There’s good reason you’ll find so many snowbirds migrating to Florida or other regions with warm winter weather. While the snow can be pretty, it can be a chore to deal with. Getting out of the house can be near impossible, leaving seniors homebound for lengths of time. This happened to my parents when they retired to a mountain community in New Mexico.

If your elder loved ones have decided to remain in an area prone to winter weather, Forbes has some tips for caregivers on winterproofing.

  • Heating source: Make sure your elder loved ones have a reliable heating source and get it checked out annually to ensure its optimum functioning. If space heaters are used, monitor their usage to prevent fires. All homes should have operational smoke and carbon monoxide detectors.
  • Stock up on supplies: Make sure your loved ones have a stocked pantry and have plenty of essentials, such as toilet paper. The same applies to any medications. Make sure some of the food is ready to eat, in case there’s a power outage. If a major blizzard keeps your loved ones homebound for a few days, you can rest assured that your loved ones won’t go hungry.
  • Preventing falls/exposure to cold: Several steps can be taken to ensure your loved one remains safe while outdoors during the winter. Proper clothing and shoes are essential. Clear walkways of snow and ice; check for slippery spots. (Make sure it’s not the senior doing the shoveling, as the strenuous activity can be dangerous for older people.)
  • Winter driving: If your elder loved one still drives, proper car maintenance is essential. Make sure they have an emergency kit in the car.

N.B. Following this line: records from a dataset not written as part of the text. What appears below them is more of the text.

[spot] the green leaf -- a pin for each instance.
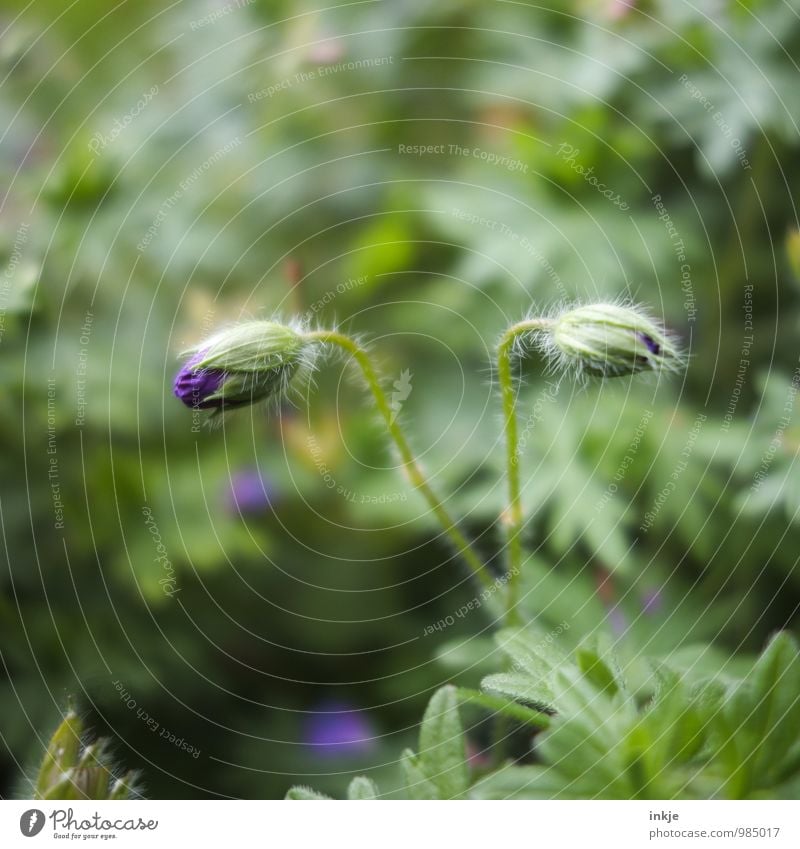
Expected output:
(442, 748)
(763, 714)
(509, 709)
(363, 788)
(418, 785)
(306, 794)
(603, 672)
(521, 687)
(521, 782)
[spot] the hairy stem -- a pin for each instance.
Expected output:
(513, 517)
(410, 463)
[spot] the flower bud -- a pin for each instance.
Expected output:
(610, 340)
(241, 365)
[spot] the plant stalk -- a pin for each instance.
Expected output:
(513, 517)
(410, 463)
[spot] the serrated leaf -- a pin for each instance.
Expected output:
(362, 788)
(442, 753)
(602, 672)
(522, 688)
(530, 652)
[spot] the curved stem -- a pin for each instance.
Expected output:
(513, 518)
(410, 463)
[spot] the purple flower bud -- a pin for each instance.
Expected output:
(242, 365)
(249, 492)
(337, 730)
(197, 387)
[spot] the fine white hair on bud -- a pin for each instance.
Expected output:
(609, 340)
(243, 364)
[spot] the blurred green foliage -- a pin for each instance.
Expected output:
(266, 174)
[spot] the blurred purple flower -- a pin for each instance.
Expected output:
(249, 492)
(195, 386)
(617, 620)
(338, 730)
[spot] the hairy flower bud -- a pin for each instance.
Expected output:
(241, 365)
(610, 340)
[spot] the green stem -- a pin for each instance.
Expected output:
(513, 518)
(410, 463)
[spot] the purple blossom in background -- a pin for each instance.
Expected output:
(249, 492)
(337, 730)
(617, 620)
(194, 386)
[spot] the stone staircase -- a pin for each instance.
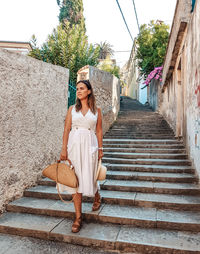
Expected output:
(151, 201)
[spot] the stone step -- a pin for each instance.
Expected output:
(108, 236)
(144, 146)
(142, 141)
(131, 155)
(143, 150)
(151, 187)
(111, 213)
(151, 176)
(147, 161)
(138, 132)
(142, 129)
(138, 136)
(154, 200)
(142, 186)
(150, 168)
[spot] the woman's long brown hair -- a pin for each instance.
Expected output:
(91, 98)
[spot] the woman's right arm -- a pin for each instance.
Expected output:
(67, 128)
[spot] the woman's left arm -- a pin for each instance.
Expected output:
(99, 133)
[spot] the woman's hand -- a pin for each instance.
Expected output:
(63, 155)
(100, 154)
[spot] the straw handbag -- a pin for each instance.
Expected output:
(101, 172)
(63, 174)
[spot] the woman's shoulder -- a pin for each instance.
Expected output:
(71, 108)
(98, 111)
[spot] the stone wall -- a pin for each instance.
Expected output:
(33, 105)
(107, 93)
(181, 96)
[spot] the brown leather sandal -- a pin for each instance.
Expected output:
(97, 202)
(76, 226)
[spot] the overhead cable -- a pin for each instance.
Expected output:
(124, 19)
(136, 16)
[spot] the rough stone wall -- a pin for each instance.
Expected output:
(107, 93)
(130, 76)
(181, 106)
(33, 105)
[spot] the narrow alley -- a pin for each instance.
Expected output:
(151, 203)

One of the best tools our elder loved ones can have is a cellphone. Encourage them to carry that phone with them at all times, even if they are just walking down the front path to the mailbox. A slip on an icy spot could turn a routine task into a medical situation. Having a phone handy could mean the difference between life and death.

Dementia caregivers should be extra vigilant about preventing their loved ones from wandering away. My father had several wandering episodes and one occurred around the time police found an older gentleman with dementia who had froze to death after wandering and getting lost outdoors during the winter months. I’m grateful that law enforcement was always able to track down my father before he was harmed, but I realize not all families are so fortunate.

Winter weather can also be very peaceful and tranquil. There’s nothing like being cozy indoors with a cup of hot cocoa while the snow falls outside. Talk to your loved ones about their winter memories on your next visit.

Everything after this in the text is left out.